The original implementation of SiftGPU extracts key points for
every image on a single GPU. By using the maximum number (4)
of GPUs on a node, we modified the SiftGPU implementation by
processing four images in parallel. We used OpenMP for thread
manipulation.

The results obtained in Figure 3 show significant improvements
between the two implementations. The performance of the key
point extraction process was speeded up to 4.53 - 5.1 times as
shown in Figure 4. In addition, it proves the advantage of using
OpenMP correctly for splitting the SiftGPU process into multiple
processes. Moreover, Figure 3 also depicts the different execution
time of SiftGPU for the same number (31) of images for data sets
Xu31 and Car31 because the dimension and the key points of the
images used in those data sets are not the same. The achieved result was even more than expected (more than
four times) because the way of applying multiple processes reduces
the execution time for loading SiftGPU initialization and releasing
the memory.
KeyMatchFull
The initial implementation uses ANN library [2] to match the
key points between two images. Although ANN is highly optimized
to minimize the number of calculations needed for finding the nearest
neighbors, this task can be ported on GPU. We came across the
Fast K-Nearest Neighbor (KNN) Search integrated GPU Computing
[6], a cuda library that performs the same task. Although the
search algorithm is much simpler, resulting in much more calculations,
we can benefit a lot by the parallelization. KNN was very
promising since it was documented that its performance can be 64
times faster than ANN. We managed to replace the KNN library
with ANN library in the KeyMatchFull implementation. The KNN
version that we used is highly customized to meet our needs. The
output results we obtain by using KNN are slightly worse than the
initial ones but this doesn't affect significantly the whole process
and is a fair trade-off for the speed up that we obtain.

Figure 4 shows the timing results we obtained running the
three versions of KeyMatchFull (ANN-CPU, KNN-GPU, KNN-4
GPU) with our testing data sets. The measurements do not include
the loading phase but contain the saving time. It is easily noticed
that the GPU version is about 2.5 times faster than the initial one.

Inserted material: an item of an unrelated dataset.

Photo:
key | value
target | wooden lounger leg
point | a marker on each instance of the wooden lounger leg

The reason that there is a great differentiation between what KNN was promising and the final result is because the testing data that
were used in KNN's research paper [6] differ significantly from our
case.
Bundler
From the profiler results, we noticed that the step that takes most
time during the execution in the CPU is the Levenberg-Marquardt
(LM) algorithm. It is aimed to solve a linear system of equations for
bundle adjustment created out of the parameters given as input for
the Structure-from-Motion (SfM) process. The function that solves
this equations system is in the library sba-1.5 [8], and it takes 22.1%
of the execution time.
Based on the described result we decided that the LM procedure
should be parallelized. In order to do it, an existing implementation
of the Bundler that uses Multi-Core CPU and Single-GPU implementations
of the SfM was used [9]. That implementation is focused
on reducing the use of memory and time in the execution
of the Hessian, Schur complement and Jacobian, which are usually
used by LM to reduce the size of the linear system [10]. The
code is contained in the library libpba, which was integrated in the
application and used instead of sba-1.5 [7].

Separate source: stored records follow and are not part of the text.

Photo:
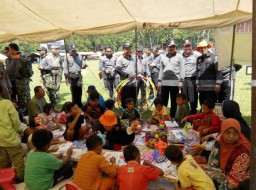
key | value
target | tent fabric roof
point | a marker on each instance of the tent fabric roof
(50, 20)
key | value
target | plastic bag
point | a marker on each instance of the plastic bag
(191, 139)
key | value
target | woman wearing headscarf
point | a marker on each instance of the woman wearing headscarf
(231, 109)
(229, 160)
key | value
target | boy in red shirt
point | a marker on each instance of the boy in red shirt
(206, 122)
(133, 175)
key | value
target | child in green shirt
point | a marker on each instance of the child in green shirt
(43, 170)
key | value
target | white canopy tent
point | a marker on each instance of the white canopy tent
(50, 20)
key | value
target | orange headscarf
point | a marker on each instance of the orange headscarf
(225, 148)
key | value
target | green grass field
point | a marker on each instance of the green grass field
(90, 77)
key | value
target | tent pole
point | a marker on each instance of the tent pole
(253, 101)
(231, 82)
(136, 61)
(68, 67)
(67, 58)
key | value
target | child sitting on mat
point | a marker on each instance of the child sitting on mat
(190, 174)
(116, 135)
(43, 170)
(92, 165)
(76, 128)
(206, 122)
(93, 110)
(130, 112)
(49, 118)
(133, 175)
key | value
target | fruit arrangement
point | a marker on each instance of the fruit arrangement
(152, 136)
(162, 125)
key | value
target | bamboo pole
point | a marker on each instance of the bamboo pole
(253, 103)
(232, 63)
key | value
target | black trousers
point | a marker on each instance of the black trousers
(189, 89)
(224, 92)
(129, 91)
(63, 173)
(141, 86)
(110, 86)
(173, 91)
(154, 78)
(206, 95)
(76, 91)
(14, 91)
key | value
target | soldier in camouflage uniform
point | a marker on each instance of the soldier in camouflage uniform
(22, 83)
(43, 53)
(5, 82)
(52, 79)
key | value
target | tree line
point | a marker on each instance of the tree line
(146, 38)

After the integration was performed, we ran experiments in
order to compare the performance between the Single-CPU, Multi-
CPU and Single-GPU approaches. The three data sets described
in the introduction of this paper were used. In every experiment
two measurements were taken, the time of execution of the SfM
routine (which was parallelized) and the total time of execution of
the Bundler. The results obtained are presented in Figure 5.

As it can be observed in the Figure 5, after the parallelization
of the Structure-from-Motion the reduction in the execution time
of this routine influenced the total execution time of the Bundler. The total time decreased according to the speedup factors of the
Structure-from-Motion routine, which can be observed in Figure 6.